We can confidently assert that defensive gun use is likely to be more than three times as common as homicide via firearm, quite possibly as much as ten times as common, and by some controversial estimates up to 250 times as common. (Again, those error bars are huge.)
But these defensive cases usually do not make the news. How much coverage have you seen of this senior citizen defending himself with a handgun against a home invasion? There is a heavy selection bias involved here.
And the majority of those homicides are committed by people with criminal records, who possessed those guns illegally -- in Baltimore City in 2011, for example, more than 90 percent of those arrested on murder charges had criminal records. More than half the suspects had previous gun arrests, and about four in ten were already on parole or probation! Now, there may be some selection bias here as well -- cops are more likely to suspect and arrest someone with a record. But even taking that into account, it's clear that laws keep bad guys away from guns about as well as they keep junkies away from heroin.
Laws that forbid gun ownership by people without criminal records, people who are ipso facto unlikely to commit murder, will not have much effect on the murder rate.
Now, how many of those cases of defense are in or near the home, versus in movie theaters? That's another issue. I support the RKBA, but I also support high objective standards of technical competence and training in de-escalation for those permitted to carry loaded firearms in crowded public areas, absent a specific threat to them. In other words: temporary CCW permits for anyone with a clean record who takes out a protective order or signs an affidavit that they've been threatened; permanent CCW permits on a shall-issue basis with requirements for marksmanship, gun safety, and de-escalation skills training (all made available at low cost), to be revoked for any misbehavior.

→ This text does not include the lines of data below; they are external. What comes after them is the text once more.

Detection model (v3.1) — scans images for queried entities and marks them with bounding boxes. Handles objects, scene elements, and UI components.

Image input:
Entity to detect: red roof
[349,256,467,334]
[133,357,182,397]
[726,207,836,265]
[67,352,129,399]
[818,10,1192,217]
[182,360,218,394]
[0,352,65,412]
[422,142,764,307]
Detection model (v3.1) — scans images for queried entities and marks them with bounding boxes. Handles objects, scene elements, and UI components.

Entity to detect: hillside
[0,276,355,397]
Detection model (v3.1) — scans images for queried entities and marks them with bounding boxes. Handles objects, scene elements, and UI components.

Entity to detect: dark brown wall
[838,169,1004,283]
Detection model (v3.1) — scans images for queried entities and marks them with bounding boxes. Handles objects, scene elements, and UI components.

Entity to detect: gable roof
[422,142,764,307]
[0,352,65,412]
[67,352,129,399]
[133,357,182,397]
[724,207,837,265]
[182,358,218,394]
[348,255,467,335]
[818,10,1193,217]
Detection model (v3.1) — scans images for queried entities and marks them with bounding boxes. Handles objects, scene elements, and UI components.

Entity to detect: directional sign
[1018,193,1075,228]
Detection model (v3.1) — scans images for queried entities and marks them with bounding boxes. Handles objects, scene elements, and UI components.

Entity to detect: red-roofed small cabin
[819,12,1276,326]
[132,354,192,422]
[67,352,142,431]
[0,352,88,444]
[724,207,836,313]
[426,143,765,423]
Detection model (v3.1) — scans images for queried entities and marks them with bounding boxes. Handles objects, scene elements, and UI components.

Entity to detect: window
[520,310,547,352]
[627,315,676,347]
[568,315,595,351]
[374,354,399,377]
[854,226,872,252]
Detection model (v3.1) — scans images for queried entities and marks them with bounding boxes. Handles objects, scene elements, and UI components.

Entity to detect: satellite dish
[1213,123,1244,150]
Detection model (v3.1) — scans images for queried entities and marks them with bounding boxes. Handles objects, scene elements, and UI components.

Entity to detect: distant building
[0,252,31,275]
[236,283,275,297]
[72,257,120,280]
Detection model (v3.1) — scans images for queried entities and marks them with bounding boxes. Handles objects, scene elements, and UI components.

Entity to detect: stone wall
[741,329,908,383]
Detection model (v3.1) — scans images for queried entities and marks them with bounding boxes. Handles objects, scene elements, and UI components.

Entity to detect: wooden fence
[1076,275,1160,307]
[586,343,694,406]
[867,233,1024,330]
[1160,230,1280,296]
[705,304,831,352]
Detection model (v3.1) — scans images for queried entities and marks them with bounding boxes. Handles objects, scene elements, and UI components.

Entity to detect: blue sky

And those standards have to be the same for police. That's an important issue being missed here: our police are often dangerously under-qualified and under-trained, and thanks to the "blue wall" are held to lax standards of behavior. And the on-going militarization of policing normalizes violent behavior.
Reeves's apparent belief that the disrespect shown by throwing popcorn justified fatal violence resonates disturbingly well with the attitude of Manuel Ramos and Jay Cicinelli, the officers who just got away with beating Kelly Thomas to death. Thomas's sin was trying to run away after the one of the cops threatened, "Now you see my fists? They’re getting ready to fuck you up." Under the usual legal definition that's assault, and any person has the basic human right to flee or use any force necessary to protect themselves from such an act. Yet their attorney successfully argued, "These peace officers were doing their jobs... They did what they were trained to do."
That's what they were trained to do. They threatened a man and then beat him to death when he tried to flee.
We train officers to use lethal force at low levels of provocation. We pass a federal law allowing retired cops to carry concealed weapons in preemption of any state laws. Then we stand around shocked -- shocked, I say -- when a retired cop who's turned into a scared old man, shoots a man over nothing.
There is a direct line from the assault on Andrew Meyer ("Don't taze me, bro") to pepper-spray-happy cops Anthony Bologna and John Pike to Ramos and Cicinelli and Reeves.
It turns out, by the way, that guns were forbidden in this theater by the management. Ignoring that seems to me to be another bit of bad-cop-think -- rules apply to you and me, not to them.
The term "privilege" gets thrown around a lot these days, usually inaccurately and unproductively IMHO. But here we have an accurate and meaningful example. From so-called "professional courtesy" to the blue wall of silence to federal preemption of CCW laws for retired officers to effective carte blanche to use force against fellow citizens with no justification, police privilege means that cops live by a private law, different than the rest of us.
And that is far more frightening than any question of ordinary citizens merely carrying firearms.